Only Accept Video Cookies

See also:

Independence: A Place to Sleep

Movement: Obstacles to Free Movement

Create an environment where it is possible for your child to move freely as soon as she wakes up

  • A floor bed provided by a single mattress or futon provides a place where your child can see the world without the obstruction created by the bars of a cot. When your child sleeps on a floor bed for the first three years of life she can move freely and get up and put herself to sleep when her natural rhythm tells her to do so.
  • Place a few of your child's toys and books on low shelves in her room that she can access for herself.
  • Make sure the room is safe by covering electrical sockets, securing electrical, lamp and curtain cords and providing stable shelving and furniture that cannot be pulled over.

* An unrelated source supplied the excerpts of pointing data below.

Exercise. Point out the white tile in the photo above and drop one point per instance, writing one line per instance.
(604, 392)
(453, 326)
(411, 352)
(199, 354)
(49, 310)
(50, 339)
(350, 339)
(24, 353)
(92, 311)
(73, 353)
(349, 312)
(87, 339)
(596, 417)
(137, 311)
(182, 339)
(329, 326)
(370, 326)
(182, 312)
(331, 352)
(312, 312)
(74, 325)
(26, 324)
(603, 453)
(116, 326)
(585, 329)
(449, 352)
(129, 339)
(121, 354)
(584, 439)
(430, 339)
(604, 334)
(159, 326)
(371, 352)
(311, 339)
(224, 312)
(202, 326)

Connect your child to this bed as the place where she sleeps

  • Whenever your child is sleepy or it is time for her to have a sleep put her down on the low bed so she starts to associate this as her place to sleep. Try not to rock her to sleep in a rocker or pushchair or on your lap as this encourages her to depend on this rocking as a means of getting to sleep.
  • Allow her to crawl from this bed when she has finished sleeping and play with the selection of toys and books in her room. This gives her the feeling that she is in control of when she is asleep and she develops the habit of getting herself to sleep when she is tired and entertaining herself when she wakes up. If she is penned in to a cot with nothing to play with the only thing she can do is cry for someone to come and release her.

Allow time for the sleep habit to develop

  • Don’t think that just because you have decided that it is time for bed your baby will go straight to sleep in her low bed. She may cry to start with and even crawl out of it at times before she has been asleep. However, if you are consistent in your approach that the low bed is the place where she sleeps, and if she is not ready for sleep, she can play with her toys, you will find that she starts to put herself to sleep when she is tired and will get up and play happily when she has had enough sleep.